The school was designed for 1,500 students; it currently has some 1,000 more than that.
The influx of immigrant students means that there are not enough lockers for everyone, and lunch breaks have been staggered throughout the day, meaning some students dine at 9am — when others are still eating breakfast.
Some teachers sit in their cars during prep periods to find a quiet place to call parents because the school is so busy.
Dozens of classes are crowded beyond the district maximum of 33 students.
Classes routinely start late now because students cannot get to their desks in time, as the corridors are so crammed.
As the problem got worse last year, the school board spent $400,000 carving up the library into makeshift classrooms.
Elsewhere, larger classrooms were divided to make room for more classes – much to the chagrin of educators.
‘There’s no noise control, and the walls fall down,’ said the angry teacher.
‘They’re not real classrooms with real walls and real doors.’
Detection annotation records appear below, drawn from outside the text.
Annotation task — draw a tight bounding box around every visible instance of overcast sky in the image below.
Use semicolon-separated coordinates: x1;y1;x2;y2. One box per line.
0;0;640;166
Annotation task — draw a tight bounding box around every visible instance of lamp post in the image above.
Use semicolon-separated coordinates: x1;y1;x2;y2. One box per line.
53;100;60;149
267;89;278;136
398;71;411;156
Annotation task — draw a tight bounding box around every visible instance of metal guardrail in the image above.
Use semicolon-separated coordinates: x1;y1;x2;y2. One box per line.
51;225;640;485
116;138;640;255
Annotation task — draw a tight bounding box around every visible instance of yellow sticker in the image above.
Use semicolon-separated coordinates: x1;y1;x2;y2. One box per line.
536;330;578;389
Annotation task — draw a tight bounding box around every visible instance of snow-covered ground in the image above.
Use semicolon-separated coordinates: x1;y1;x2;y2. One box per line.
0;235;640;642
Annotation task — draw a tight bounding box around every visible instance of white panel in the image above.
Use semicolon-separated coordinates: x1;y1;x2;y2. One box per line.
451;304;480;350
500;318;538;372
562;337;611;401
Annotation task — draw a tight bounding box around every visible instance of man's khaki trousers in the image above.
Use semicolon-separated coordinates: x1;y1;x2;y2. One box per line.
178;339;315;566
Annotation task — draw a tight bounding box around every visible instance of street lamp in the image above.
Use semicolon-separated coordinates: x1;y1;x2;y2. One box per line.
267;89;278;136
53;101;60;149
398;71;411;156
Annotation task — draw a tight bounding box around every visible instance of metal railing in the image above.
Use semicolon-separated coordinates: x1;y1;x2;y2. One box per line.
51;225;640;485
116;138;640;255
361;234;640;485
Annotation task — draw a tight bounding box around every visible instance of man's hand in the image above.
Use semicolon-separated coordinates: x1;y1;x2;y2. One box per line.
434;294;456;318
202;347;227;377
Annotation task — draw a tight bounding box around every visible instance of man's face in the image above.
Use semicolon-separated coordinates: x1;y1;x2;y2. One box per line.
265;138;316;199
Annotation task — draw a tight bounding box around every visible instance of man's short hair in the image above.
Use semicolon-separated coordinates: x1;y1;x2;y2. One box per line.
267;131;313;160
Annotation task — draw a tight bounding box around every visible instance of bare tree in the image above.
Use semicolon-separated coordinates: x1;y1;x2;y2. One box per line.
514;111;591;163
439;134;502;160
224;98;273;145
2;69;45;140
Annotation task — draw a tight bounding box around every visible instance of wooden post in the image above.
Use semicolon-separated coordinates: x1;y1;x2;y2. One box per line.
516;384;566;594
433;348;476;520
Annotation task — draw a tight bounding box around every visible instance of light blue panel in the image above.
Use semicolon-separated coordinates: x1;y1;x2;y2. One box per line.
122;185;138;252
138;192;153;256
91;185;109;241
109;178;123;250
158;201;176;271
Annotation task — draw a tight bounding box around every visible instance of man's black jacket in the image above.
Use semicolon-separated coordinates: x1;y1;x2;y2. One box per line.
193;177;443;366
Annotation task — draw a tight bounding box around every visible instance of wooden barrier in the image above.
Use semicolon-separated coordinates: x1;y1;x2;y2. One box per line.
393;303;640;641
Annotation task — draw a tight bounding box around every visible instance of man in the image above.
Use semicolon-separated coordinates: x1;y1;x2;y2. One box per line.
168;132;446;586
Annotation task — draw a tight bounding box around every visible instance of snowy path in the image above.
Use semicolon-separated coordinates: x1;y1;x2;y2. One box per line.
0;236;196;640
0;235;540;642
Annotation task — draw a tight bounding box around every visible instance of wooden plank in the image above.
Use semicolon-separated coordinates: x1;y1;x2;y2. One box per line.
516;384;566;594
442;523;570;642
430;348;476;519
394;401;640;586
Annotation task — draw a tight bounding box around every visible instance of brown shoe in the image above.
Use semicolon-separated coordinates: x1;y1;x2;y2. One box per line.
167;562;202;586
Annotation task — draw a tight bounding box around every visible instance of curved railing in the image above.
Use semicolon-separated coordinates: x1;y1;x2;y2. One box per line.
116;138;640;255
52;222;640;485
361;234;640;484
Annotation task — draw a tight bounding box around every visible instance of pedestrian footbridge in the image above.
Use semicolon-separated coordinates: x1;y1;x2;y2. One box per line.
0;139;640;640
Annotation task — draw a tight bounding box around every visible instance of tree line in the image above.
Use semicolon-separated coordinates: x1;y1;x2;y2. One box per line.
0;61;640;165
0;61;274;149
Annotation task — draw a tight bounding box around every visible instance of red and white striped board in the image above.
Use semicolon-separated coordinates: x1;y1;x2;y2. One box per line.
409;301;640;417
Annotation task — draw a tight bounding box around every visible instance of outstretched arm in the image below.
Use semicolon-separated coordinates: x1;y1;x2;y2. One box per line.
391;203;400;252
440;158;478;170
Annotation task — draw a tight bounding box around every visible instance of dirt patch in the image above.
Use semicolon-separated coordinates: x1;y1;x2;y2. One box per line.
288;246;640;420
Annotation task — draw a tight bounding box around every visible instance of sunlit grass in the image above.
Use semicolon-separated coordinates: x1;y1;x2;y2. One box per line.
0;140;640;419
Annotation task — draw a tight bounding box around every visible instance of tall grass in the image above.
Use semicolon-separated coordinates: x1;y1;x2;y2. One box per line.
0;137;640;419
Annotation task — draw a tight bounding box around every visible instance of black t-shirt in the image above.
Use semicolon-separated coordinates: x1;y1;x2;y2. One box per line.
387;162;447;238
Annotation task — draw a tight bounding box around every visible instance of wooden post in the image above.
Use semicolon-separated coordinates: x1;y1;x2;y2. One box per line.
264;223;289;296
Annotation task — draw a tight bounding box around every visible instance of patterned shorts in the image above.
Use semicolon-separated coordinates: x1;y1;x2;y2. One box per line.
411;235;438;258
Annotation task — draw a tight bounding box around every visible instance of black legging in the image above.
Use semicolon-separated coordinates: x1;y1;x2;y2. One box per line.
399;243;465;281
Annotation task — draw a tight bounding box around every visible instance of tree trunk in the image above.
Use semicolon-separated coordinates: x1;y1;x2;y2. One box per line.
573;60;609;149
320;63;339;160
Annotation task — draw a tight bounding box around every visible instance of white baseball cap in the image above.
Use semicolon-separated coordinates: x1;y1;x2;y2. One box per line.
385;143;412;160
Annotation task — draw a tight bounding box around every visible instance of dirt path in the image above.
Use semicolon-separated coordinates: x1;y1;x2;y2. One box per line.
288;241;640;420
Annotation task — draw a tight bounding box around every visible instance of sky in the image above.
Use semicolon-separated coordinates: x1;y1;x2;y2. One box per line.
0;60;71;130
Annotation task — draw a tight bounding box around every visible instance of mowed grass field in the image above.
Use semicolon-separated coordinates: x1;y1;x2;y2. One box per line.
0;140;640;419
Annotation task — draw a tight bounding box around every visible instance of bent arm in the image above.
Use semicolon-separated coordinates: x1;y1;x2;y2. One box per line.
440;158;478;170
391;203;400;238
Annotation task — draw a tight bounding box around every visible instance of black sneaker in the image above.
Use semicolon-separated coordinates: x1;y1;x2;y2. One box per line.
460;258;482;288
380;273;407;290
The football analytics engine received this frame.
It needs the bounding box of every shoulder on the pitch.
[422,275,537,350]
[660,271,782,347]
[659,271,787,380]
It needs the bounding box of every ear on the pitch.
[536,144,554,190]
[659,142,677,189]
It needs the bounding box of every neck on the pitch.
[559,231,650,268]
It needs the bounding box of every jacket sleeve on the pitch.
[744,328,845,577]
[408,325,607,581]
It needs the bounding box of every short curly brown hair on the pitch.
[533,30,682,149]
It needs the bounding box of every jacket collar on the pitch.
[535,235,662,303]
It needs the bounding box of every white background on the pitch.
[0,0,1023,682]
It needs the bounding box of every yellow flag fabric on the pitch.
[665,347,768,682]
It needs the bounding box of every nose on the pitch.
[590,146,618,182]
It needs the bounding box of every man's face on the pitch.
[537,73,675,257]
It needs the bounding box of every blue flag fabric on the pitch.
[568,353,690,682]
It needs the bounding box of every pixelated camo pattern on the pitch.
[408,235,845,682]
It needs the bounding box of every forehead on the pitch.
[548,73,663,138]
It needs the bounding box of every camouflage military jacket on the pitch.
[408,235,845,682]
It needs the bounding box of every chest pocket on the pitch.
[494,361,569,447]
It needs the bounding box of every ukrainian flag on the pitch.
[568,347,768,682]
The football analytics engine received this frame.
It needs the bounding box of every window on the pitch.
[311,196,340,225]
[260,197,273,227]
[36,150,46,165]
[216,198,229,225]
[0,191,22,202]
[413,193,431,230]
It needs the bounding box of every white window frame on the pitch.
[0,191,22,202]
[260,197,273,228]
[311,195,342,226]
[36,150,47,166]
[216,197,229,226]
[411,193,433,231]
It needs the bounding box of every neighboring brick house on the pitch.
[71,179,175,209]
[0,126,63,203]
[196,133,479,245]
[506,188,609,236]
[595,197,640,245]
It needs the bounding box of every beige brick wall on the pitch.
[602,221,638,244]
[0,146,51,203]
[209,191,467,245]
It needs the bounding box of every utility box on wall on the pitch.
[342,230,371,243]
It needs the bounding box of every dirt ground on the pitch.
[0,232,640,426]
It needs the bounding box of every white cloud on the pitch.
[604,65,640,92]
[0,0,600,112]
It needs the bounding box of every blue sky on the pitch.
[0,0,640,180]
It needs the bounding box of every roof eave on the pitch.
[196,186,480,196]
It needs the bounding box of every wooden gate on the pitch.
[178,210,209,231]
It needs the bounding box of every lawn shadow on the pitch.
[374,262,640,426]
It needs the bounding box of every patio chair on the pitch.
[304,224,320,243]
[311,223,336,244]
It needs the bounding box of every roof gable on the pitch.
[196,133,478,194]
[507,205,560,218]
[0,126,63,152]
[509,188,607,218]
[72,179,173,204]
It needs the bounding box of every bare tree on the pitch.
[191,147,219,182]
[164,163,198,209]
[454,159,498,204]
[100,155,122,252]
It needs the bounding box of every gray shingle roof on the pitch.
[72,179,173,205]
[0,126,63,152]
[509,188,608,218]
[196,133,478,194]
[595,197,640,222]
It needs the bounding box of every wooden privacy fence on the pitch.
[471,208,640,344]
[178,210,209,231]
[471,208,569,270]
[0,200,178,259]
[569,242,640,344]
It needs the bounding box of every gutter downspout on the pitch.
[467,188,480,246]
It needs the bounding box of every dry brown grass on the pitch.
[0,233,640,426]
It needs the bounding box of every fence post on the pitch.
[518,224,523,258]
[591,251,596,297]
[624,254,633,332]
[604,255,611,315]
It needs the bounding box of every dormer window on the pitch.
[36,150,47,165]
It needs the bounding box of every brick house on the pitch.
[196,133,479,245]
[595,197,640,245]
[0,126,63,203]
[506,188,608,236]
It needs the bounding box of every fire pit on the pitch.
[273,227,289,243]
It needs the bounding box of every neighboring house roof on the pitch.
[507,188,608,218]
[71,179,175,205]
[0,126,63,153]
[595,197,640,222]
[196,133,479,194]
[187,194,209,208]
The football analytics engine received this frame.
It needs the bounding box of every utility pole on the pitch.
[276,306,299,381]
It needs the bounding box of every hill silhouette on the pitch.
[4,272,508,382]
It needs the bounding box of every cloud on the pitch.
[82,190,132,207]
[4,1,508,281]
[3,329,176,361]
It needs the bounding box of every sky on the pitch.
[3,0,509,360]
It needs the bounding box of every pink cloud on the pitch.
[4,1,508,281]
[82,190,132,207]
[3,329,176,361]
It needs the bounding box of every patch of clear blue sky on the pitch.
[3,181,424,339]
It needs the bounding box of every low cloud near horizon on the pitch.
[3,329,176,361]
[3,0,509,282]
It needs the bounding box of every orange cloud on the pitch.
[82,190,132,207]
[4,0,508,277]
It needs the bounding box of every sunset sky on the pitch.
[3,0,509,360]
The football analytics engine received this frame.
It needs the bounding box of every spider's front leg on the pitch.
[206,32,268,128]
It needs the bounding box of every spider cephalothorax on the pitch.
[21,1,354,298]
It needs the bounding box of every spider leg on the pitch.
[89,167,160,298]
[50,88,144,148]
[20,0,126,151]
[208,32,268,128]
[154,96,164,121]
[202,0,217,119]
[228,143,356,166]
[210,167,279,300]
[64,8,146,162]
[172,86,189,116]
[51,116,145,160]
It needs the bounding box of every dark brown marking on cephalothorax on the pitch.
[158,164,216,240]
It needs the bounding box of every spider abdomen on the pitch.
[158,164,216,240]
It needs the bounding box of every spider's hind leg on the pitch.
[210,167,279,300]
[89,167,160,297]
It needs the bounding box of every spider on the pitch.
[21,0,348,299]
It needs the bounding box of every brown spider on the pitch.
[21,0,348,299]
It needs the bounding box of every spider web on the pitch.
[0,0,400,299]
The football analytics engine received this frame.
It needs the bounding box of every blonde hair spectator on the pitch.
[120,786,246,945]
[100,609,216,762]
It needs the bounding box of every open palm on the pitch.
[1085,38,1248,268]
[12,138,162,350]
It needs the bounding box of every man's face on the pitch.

Sarah Caswell, a science teacher, says the overcrowding have been terrible for her classes of 30 students, who now study in what used to be the closet of a large science lab.
‘I’m supposed to teach chemistry, and I don’t even have a sink,’ Caswell said.
‘I can’t even do kitchen chemistry, because I don’t have the capacity to flush a kid’s eye if they got dish soap in it.’
Discipline has suffered in the overworked school, added Caswell, with fights breaking about in the hallways.
Students arrive late, check in, but then leave again, teachers said. Some even smoke weed at the entrance without any consequences.
‘These kids are not getting what they deserve,’ Caswell said.
‘It’s untenable — there’s too many kids and no rules. They get detention, they don’t go, and nothing happens. It’s mayhem. It’s not OK.’
She slammed officials for ‘cramming 2,500 kids into a space that’s built for half that.’
Teachers say it’s only a matter of time before the overcrowding leads to deadly consequences.
‘When we have fire drills, students walk away to go home,’ a teacher said.
‘If there were an actual fire, it would be a catastrophe.’
Because so many of the immigrant newcomers cannot speak English, the school’s language teaching is particularly stressed, they said.
‘We’re getting new students all the time, and we don’t have enough supports for them,’ the teacher said.
Because the school is so full, students who speak very little English are sometimes placed
in classes inappropriate for their newcomer status.
Students have also noticed the overcrowding, saying classes are often cut short to make time for them to move around the building.
‘Sometimes, teachers have to let us out early just so we can get to class on time because it’s crowded,’ said a 10th grader.
Another teacher complained that Lincoln was being filled beyond capacity, while other nearby schools were half-empty.
‘Why are all these kids being sent here?’ the teacher asked.
‘It’s going to take something really terrible happening for them to listen.’
In a letter to parents, principal Jack Nelson reportedly told parents that ‘we are diligently working to address class sizes on an ongoing basis.’
He added: ‘Our commitment lies in providing students with a high-quality education in an optimal learning environment.’
Christina Clark, a spokesperson for America’s eighth-biggest public school system, said plans were underway to ‘address over-enrollment’ at Lincoln and other inundated schools.
‘This plan may include potential expansions, new construction, and boundary adjustments to
balance student populations effectively,’ she told the Inquirer.
The district did not answer DailyMail.com’s request for more information about the number of immigrant children at their schools.
Other schools in the district have also complained about overcrowding, with students learning in hallways and in repurposed closets.
‘We cannot service our students,’ Mickey Komins, principal of Anne Frank Elementary, said recently.
His school currently educates 1,630 students with 150 staff, but has a building capacity of 1,360.
The flow of immigrants across America’s southern border in recent years has seen millions of them settle in Philadelphia, Chicago, New York and other northern cities, straining local services.
Though many are hardworking newcomers looking to build a new life, the Biden administration has come under fire for letting in too many people and for not properly explaining their policy to voters.